Checkers ended up hiding behind Chip, peeking over Chip's back at the deer, now strolling quietly along the fenceline, without a care in the world.

Chip and Checkers slowly gathered their dignity together, then relaxed . . . body language congratulating each other on a job well done . . . and, "Didn't we show him!"

As I moved on down the road to get the truck, the little buck scrambled over the fence and kept pace ahead of me until he turned off on another driveway, in search of roses, no doubt.

I live out here in rural Jefferson County for moments like these. When a bird flies in the house, I catch them in my hands and take them back out so they can get back to their own homes. We've become a part of the landscape in which we live, and we take pride in caring for our place in it. There are some things that you just can't experience in town, and more often than not, they are things that build our knowledge of and wisdom about the many natural gifts we have.

It's Independence Day . . . the day we celebrate our separation from King George III and a Parliament where we had no voice. It's wonderful to live in a nation where we are allowed to have a voice in how we are governed, and in a time when we are able to participate in that governance if we wish.

There's no substitute.


Monday, July 03, 2006

Update from the Jefferson County Commissioners' meeting

During this morning's Jefferson County Board of County Commissioners (BoCC) meeting, we learned that the Washington Environmental Council has responded to Jefferson County's request for an additional 90 days to work on the critical areas ordinance update by offering the county six months instead.

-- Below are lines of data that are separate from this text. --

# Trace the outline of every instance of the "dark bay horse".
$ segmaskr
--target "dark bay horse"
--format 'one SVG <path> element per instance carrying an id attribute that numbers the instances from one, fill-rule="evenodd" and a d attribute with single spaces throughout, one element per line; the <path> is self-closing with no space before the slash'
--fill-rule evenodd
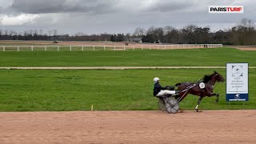
<path id="1" fill-rule="evenodd" d="M 188 94 L 198 95 L 200 98 L 198 101 L 197 106 L 194 108 L 195 110 L 198 112 L 198 106 L 204 97 L 216 96 L 216 102 L 218 102 L 219 94 L 213 92 L 214 84 L 215 82 L 223 82 L 224 81 L 225 79 L 218 72 L 214 71 L 214 74 L 210 75 L 205 75 L 201 82 L 177 83 L 175 86 L 178 86 L 178 90 L 180 90 L 178 101 L 182 101 Z M 202 82 L 203 82 L 203 84 Z M 199 85 L 201 86 L 201 88 Z"/>

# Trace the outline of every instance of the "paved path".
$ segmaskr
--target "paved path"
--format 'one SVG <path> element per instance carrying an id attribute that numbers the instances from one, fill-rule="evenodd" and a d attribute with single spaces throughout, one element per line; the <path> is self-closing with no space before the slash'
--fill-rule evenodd
<path id="1" fill-rule="evenodd" d="M 256 110 L 1 112 L 0 143 L 255 143 Z"/>
<path id="2" fill-rule="evenodd" d="M 125 69 L 225 69 L 226 66 L 86 66 L 86 67 L 0 67 L 0 69 L 24 70 L 125 70 Z M 249 66 L 255 69 L 256 66 Z"/>

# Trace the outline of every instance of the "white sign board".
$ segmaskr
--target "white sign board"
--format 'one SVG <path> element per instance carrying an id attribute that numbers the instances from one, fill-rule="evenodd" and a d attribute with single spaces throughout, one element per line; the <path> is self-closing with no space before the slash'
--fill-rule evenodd
<path id="1" fill-rule="evenodd" d="M 248 101 L 248 63 L 226 63 L 226 101 Z"/>

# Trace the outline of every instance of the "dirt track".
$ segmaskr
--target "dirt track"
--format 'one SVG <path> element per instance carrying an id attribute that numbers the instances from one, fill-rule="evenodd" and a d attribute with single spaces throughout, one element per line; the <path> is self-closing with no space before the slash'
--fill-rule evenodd
<path id="1" fill-rule="evenodd" d="M 255 143 L 256 110 L 0 113 L 0 143 Z"/>

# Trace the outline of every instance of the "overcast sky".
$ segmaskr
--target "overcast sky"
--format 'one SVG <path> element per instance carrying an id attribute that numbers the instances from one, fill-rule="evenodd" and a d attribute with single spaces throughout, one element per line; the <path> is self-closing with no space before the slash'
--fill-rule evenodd
<path id="1" fill-rule="evenodd" d="M 244 13 L 208 13 L 208 6 L 221 5 L 244 6 Z M 195 24 L 214 31 L 243 18 L 255 22 L 255 0 L 0 0 L 0 29 L 132 34 L 136 27 Z"/>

This would provide a new "due date" of January 18, 2007 for the ordinance update to be adopted. While removing the urgency for getting our ducks in a row, we should not sit back and let things happen. We need a well-paced process that allows for full citizen participation in working toward a much-improved outcome, beneficial to all.

During the public comment portion of the BoCC meeting, one of the things brought forward is the need for the agricultural exemption to be broadened to include new farm operations. If that doesn't happen, our young sustainable agriculture movement will not be able to mature into a robust community providing locally grown produce for our community and region.

Articles are forthcoming from both of our local newspapers. Keep an eye out for them!

If you haven't already done so, please download the settlement agreement and the proposed critical areas ordinance update and go over them carefully. If you have questions, please send them to the Jefferson County Department of Community Development. (You should note that you wish to have a reply to your questions.) The more each of us knows about these documents, the better prepared we will be to work in the process of making the ordinance become what it needs to be to protect our families and the landscapes we are so much a part of and take pride in.

It's time for all of us to move into the work of developing critical areas protections that will support our ecosystems, while also providing opportunities for our children, grandchildren and beyond. Let's build our local solutions locally!